Summary: In light of testimony given by Christine Blasey Ford in relation to sexual assault, researchers explain why victims have a difficult time remembering certain details of violent events, but can experience specific vivid memories of what happened to them.
Source: Rutger’s University.
Christine Blasey Ford told the Senate Judiciary Committee yesterday that she “will never forget” the key details of her alleged assault by Brett Kavanaugh, because “they have been seared into my memory.”
Her testimony echos research by Rutgers psychologist Tracey Shors, whose recent study found women who are sexually assaulted experience more vivid memories than women coping with the aftermath of other traumatic, life-altering events not associated with sexual violence.
“Each time you reflect on an old memory, you make a new one in your brain because it is retrieved in the present space and time,’’ said Shors, who co-authored the study published in Frontiers in Neuroscience. “What this study shows is that this process can make it even more difficult to forget what happened.”
It explains why Blasey Ford may have difficulty remembering certain details leading up to the party in question, but how she testified that she is “100 percent certain” that Kavanaugh assaulted her as a teen.
Source: Lisa Intrabartola – Rutger’s University
Publisher: Organized by NeuroscienceNews.com.
Image Source: NeuroscienceNews.com image is in the public domain.
Original Research: Open access research for “Stressful Life Memories Relate to Ruminative Thoughts in Women With Sexual Violence History, Irrespective of PTSD” by Emma M. Millon, Han Yan M. Chang and Tracey J. Shors in Frontiers in Neuroscience. Published September 5 2018.

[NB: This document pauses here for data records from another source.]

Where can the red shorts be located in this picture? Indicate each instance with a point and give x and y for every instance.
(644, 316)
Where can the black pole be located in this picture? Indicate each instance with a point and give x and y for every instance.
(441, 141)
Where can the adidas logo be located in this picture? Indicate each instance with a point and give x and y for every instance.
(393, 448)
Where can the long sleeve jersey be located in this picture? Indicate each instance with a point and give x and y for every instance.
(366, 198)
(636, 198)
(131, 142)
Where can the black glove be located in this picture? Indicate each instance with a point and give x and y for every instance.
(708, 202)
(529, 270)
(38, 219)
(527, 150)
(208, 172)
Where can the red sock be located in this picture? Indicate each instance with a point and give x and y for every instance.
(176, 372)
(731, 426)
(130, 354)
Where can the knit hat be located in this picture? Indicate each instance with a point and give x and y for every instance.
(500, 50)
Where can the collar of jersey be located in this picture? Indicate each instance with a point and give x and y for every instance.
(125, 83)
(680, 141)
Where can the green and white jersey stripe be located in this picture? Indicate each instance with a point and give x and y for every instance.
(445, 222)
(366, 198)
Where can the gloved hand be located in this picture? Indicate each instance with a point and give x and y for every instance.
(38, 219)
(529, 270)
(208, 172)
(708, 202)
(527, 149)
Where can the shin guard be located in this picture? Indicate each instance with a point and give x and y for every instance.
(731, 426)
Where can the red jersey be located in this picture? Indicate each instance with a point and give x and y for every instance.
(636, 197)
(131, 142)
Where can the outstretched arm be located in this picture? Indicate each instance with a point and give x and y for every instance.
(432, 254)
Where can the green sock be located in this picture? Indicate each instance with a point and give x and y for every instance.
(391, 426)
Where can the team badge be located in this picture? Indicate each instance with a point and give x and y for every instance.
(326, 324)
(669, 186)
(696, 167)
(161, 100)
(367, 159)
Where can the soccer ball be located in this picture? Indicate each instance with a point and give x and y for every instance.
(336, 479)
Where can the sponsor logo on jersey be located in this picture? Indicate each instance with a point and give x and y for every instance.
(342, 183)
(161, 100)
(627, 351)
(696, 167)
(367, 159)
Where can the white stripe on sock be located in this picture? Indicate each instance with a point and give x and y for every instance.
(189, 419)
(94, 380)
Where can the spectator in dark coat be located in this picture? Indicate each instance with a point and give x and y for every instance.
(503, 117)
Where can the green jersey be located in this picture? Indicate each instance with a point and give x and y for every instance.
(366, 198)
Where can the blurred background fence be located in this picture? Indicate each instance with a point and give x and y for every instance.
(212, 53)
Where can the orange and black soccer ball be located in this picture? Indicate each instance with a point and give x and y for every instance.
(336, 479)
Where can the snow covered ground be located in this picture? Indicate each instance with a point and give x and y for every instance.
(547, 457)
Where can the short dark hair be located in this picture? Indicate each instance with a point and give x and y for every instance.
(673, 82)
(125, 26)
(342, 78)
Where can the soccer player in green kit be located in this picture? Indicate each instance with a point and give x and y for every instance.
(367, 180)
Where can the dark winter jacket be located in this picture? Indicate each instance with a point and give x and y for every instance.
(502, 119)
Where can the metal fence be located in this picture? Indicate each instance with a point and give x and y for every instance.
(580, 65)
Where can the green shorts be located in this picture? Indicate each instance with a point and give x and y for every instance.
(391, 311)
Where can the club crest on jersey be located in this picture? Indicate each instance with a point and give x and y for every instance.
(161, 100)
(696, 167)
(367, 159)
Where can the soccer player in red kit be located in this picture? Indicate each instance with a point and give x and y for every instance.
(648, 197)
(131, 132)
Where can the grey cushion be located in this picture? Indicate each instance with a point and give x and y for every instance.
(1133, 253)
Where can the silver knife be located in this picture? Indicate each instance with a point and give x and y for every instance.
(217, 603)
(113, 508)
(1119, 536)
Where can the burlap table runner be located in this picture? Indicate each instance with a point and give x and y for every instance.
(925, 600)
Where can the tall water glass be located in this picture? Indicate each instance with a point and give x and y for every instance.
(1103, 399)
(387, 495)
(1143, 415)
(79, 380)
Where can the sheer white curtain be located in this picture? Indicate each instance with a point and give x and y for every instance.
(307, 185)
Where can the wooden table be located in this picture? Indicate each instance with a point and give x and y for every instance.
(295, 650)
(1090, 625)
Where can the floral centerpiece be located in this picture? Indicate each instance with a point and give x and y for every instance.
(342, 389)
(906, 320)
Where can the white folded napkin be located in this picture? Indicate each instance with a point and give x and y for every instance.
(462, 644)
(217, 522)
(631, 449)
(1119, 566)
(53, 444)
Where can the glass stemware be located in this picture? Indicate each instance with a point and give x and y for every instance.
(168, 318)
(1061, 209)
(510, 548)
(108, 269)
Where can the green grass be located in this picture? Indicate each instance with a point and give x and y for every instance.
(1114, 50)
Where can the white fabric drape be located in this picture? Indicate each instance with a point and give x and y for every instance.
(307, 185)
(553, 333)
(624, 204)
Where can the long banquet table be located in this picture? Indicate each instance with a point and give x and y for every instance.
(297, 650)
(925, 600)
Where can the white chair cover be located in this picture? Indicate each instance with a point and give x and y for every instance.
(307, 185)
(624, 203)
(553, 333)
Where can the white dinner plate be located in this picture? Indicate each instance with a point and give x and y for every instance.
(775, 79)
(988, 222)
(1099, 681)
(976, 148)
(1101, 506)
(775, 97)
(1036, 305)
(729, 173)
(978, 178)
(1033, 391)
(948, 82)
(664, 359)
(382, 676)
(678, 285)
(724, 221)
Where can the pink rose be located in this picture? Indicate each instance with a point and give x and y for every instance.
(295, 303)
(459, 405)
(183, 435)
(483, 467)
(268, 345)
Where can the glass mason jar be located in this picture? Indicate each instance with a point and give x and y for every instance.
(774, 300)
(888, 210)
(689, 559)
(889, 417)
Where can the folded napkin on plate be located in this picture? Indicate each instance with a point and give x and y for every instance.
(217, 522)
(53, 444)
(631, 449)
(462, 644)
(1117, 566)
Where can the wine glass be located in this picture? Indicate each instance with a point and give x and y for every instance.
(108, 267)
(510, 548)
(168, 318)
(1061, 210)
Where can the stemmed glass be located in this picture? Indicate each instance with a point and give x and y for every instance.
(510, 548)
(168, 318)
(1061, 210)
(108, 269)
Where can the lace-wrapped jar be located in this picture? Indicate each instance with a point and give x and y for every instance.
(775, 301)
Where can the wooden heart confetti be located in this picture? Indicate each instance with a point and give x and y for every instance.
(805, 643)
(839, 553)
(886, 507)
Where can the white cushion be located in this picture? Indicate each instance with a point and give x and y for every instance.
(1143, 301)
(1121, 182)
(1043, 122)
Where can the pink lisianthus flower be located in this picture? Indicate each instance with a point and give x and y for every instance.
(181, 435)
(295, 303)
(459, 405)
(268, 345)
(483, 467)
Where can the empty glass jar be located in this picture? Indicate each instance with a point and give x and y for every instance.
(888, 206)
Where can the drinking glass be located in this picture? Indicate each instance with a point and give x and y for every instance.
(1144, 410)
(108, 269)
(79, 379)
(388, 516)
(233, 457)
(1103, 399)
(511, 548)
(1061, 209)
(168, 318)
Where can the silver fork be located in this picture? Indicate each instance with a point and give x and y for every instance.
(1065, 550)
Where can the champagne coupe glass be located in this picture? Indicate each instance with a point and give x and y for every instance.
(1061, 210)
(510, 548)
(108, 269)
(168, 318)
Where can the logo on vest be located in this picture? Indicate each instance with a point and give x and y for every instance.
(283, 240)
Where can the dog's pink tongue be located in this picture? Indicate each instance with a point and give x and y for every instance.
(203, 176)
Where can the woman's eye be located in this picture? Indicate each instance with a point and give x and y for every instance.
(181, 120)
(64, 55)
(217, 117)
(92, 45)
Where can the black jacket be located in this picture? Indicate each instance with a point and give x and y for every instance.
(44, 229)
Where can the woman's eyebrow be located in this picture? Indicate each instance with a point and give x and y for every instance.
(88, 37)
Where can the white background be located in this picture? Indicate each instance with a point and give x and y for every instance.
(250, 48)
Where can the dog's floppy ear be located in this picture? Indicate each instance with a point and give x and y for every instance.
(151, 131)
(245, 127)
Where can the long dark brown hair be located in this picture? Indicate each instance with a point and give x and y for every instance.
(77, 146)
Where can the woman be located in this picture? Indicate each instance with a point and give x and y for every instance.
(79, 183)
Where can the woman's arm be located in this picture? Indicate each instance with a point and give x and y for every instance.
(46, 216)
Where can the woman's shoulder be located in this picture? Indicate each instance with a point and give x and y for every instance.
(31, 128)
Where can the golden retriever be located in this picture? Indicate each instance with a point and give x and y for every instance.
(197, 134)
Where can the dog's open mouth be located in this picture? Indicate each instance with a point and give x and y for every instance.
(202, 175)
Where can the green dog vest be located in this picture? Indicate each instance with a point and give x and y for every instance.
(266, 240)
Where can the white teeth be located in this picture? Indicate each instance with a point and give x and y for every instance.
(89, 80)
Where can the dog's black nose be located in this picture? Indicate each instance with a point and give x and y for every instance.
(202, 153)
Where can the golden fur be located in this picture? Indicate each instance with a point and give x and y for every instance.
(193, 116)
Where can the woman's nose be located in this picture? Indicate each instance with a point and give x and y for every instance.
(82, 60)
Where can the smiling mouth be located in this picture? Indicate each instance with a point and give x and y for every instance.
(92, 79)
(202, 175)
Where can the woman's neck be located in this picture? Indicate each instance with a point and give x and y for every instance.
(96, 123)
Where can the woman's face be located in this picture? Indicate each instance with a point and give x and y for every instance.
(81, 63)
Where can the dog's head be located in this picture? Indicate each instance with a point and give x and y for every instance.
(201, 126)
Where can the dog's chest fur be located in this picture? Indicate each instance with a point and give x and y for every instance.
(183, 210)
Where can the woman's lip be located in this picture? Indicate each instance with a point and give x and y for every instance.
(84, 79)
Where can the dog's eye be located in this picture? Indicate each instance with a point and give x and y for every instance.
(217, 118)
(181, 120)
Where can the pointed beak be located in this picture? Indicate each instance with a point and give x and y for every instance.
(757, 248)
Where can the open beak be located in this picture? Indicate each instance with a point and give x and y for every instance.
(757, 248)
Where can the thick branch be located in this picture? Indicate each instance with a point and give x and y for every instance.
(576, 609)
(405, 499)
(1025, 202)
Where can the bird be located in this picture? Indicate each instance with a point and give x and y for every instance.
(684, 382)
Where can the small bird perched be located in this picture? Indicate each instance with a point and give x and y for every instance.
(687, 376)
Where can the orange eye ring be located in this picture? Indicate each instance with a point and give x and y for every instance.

Stressful Life Memories Relate to Ruminative Thoughts in Women With Sexual Violence History, Irrespective of PTSD
More than one in every four women in the world experience sexual violence (SV) in their lifetime, most often as teenagers and young adults. These traumatic experiences leave memories in the brain, which are difficult if not impossible to forget. We asked whether women with SV history experience stronger memories of their most stressful life event than women without SV history and if so, whether strength relates to ruminative and trauma-related thoughts. Using the Autobiographical Memory Questionnaire (AMQ), women with SV history (n = 64) reported this memory as especially strong (p < 0.001), remembering more sensory and contextual details, compared to women without SV history (n = 119). They further considered the event a significant part of their personal life story. The strength of the memory was highly correlated with posttraumatic cognitions and ruminative thoughts, as well as symptoms of depression and anxiety (p's < 0.001, n = 183). A third (33%) of the women with SV history were diagnosed with posttraumatic stress disorder (PTSD), but PTSD alone did not account for the increase in memory strength (p's < 0.001). These data suggest that the experience of SV increases the strength of stressful autobiographical memories, which are then reexperienced in everyday life during posttraumatic and ruminative thoughts. We propose that the repeated rehearsal of vivid stressful life memories generates more trauma memories in the brain, making the experience of SV even more difficult to forget.